Juliana Pons, mestranda de Camilo, também pesquisa o Museu Nacional, mas com o enfoque na educação. O setor educativo do museu é o mais antigo do Brasil, com 91 anos. O objetivo da pesquisa é traçar um paralelo entre esse setor e evento da Unesco que abordou a função educativa dos museus.

Camilo Vasconcellos e Juliana Pons, do MAE
Camilo e Juliana buscam alternativas para continuar pesquisas. Foto: Laura Molinari

“Eu tenho muita relação afetiva com o Museu Nacional. Foi o primeiro que eu me lembro de ter visitado. Foi como se eu estivesse perdendo um parente”. Quando questionada sobre como continuar a pesquisa após a tragédia, a pesquisadora não teve dúvidas: “Mais do que nunca eu quero falar sobre o Museu Nacional. Não sei como. Não sei em que medida. Mas eu quero falar”.

Descaso deve continuar

Alguns dos fatores que contribuíram para a propagação do incêndio no Museu Nacional foram a falta de equipamentos de segurança e de planejamento para incidentes. Extintores, portas corta-fogo, detectores de fumaça e hidrantes abastecidos são apenas alguns dos itens ausentes que poderiam ter minimizado o desastre.

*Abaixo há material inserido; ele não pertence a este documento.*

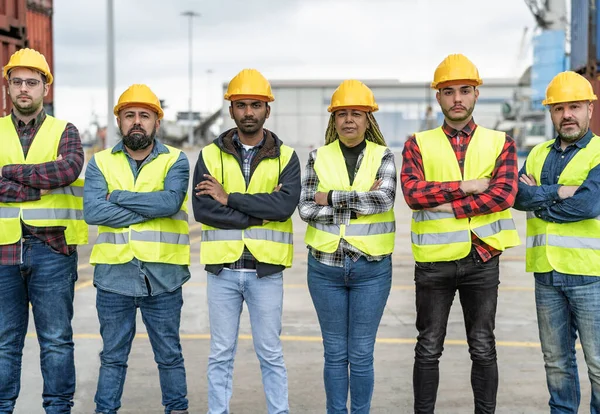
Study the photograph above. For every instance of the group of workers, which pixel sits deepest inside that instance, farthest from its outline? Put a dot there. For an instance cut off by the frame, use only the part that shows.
(460, 180)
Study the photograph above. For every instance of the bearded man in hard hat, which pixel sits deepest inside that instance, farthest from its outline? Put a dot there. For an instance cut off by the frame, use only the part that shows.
(559, 186)
(41, 224)
(247, 187)
(136, 194)
(348, 193)
(460, 180)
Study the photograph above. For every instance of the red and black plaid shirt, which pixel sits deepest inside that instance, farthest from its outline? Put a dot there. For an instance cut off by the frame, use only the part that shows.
(499, 196)
(23, 182)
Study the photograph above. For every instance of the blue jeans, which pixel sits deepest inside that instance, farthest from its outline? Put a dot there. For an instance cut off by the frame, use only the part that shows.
(349, 302)
(264, 298)
(563, 310)
(47, 280)
(161, 314)
(436, 284)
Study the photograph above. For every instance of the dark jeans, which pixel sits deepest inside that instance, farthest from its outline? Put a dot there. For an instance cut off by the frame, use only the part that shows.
(161, 315)
(477, 285)
(45, 279)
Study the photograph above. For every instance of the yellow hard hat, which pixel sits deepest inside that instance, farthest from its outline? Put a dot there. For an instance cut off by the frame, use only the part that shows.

Os pesquisadores entrevistados pelo JC acreditam que a postura dos governantes com relação aos museus pouco irá mudar após a tragédia. “Uma liberação de verba imediata vai ser importante para reconstruir o prédio, mas jamais recuperar coleções destruídas”, afirma Okumura, do IB.

Segundo Paulo de Blasis, diretor do MAE, os museus da USP não são precários como o Museu Nacional. “Nossas condições, em alguns casos, estão longe de serem perfeitas, mas existe uma preocupação com isso. Aqui no MAE, as condições são bem razoáveis”.

Apesar de estarem bem equipados, o diretor não hesita em pontuar: “O aval do Corpo de Bombeiros, ninguém tem, nenhum dos quatro museus. Conseguir esse aval é uma coisa complexa”.

MAE ajuda Museu Nacional

Após o incêndio, o Museu de Arqueologia e Etnologia da USP (MAE) disponibilizou laboratórios e acervo a pesquisadores do Rio para que eles possam continuar seus trabalhos. Diversos departamentos da USP soltaram notas oficiais em solidariedade.

O caminho da ajuda mútua parece ser o mais viável no momento, enquanto medidas oficiais tomadas às pressas desagradam grande parte da comunidade científica. Em 11 de setembro, o governo federal extinguiu o atual Instituto Brasileiro de Museus (IBRAM) e instaurou a Agência Brasileira de Museus (ABRAM).

Para Paulo de Blasis, arqueólogo e atual diretor do MAE, a medida foi tomada repentinamente e sem consultar a comunidade museológica. Os pesquisadores se posicionaram contra a decisão. Entre os motivos, há pouca clareza sobre as reais consequências da medida.